Once upon a time, Solr had shit-all user documentation.  We had nothing 
but our (moin moin) wiki, which was a hodge-podge mess, an amalgmaation 
mix of docs written by developers as features were created, and "tips" 
pages written by users with thoughts on how to do things, and none of it 
was well organized and all of it was sprinkled with "this feature 
was added in version X.Y but changed defaults to FOO in version X.Z..."

When the lucidworks created the first few versions of the ref-guide using 
Confluence as a CMS, and donated it to the ASF, i (and others) really felt 
it was important that end users could see this new material as official, 
authoritative, and "specific" (to each version of Solr) ... we did *NOT* 
want people to start thinking of it as "just another wiki".  Since 
confluence didn't have an easy way to "branch" the entire space for 
each version (not w/o a lot of infra assistance) and *did* provide an easy 
way to publish the entire guide as a PDF, doing that and voting on the 
resulting PDF as a true "documentation release artifact" seemed like a 
good way to ensure we not only had version specific "snapshots" of the 
content, but gave these PDFs more "legtimacy" as being "official".

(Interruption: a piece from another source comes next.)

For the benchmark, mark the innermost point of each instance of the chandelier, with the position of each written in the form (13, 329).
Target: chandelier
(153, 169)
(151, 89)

When we migrated to using asciidoctor, i (and others?) really felt like it 
was important to keep the continuity of having an "official PDF release 
artifact" since that was what our users were use to to ensure they were 
looking a the "correct" ref-guide version.  (With the old confluence CMS, 
the only "browseable" html view of the content corrisponded to the latest 
branch_YYY_x, with a handful of pages for trunk only features).  But of 
course: being able to branch the ref-guide source alongwith the code, and 
being able to build & host browseable HTML pages for all the content was a 
really nice value add.

The project, our documentation, and the communities views/experience with 
our documetation aren't the same as they were 6+ years ago.  As already 
mentioned by a few people: it seems like most users browse/read the 
(version specific) ref-guide hosted on lucene.apache.org.  The handful of 
users who really care about "offline" access to the content on their 
laptops can probably build the HTML site locally from source just as 
easily as they can downloda the PDF.

So while My 2013 self, and my 2015 self, and even my 2017 self would have 
been really adament about having an "official voted (PDF) release 
artifact" for the ref-guide ... my 2019 self realizes that the world has 
changed, and we're just making more work for ourselves -- at an 
opportunity cost of having an "official" (hosted) version of the ref-guide 
with more accurate "post release" doc fixes and more dynamic presentation 
features that just aren't possible in the PDF.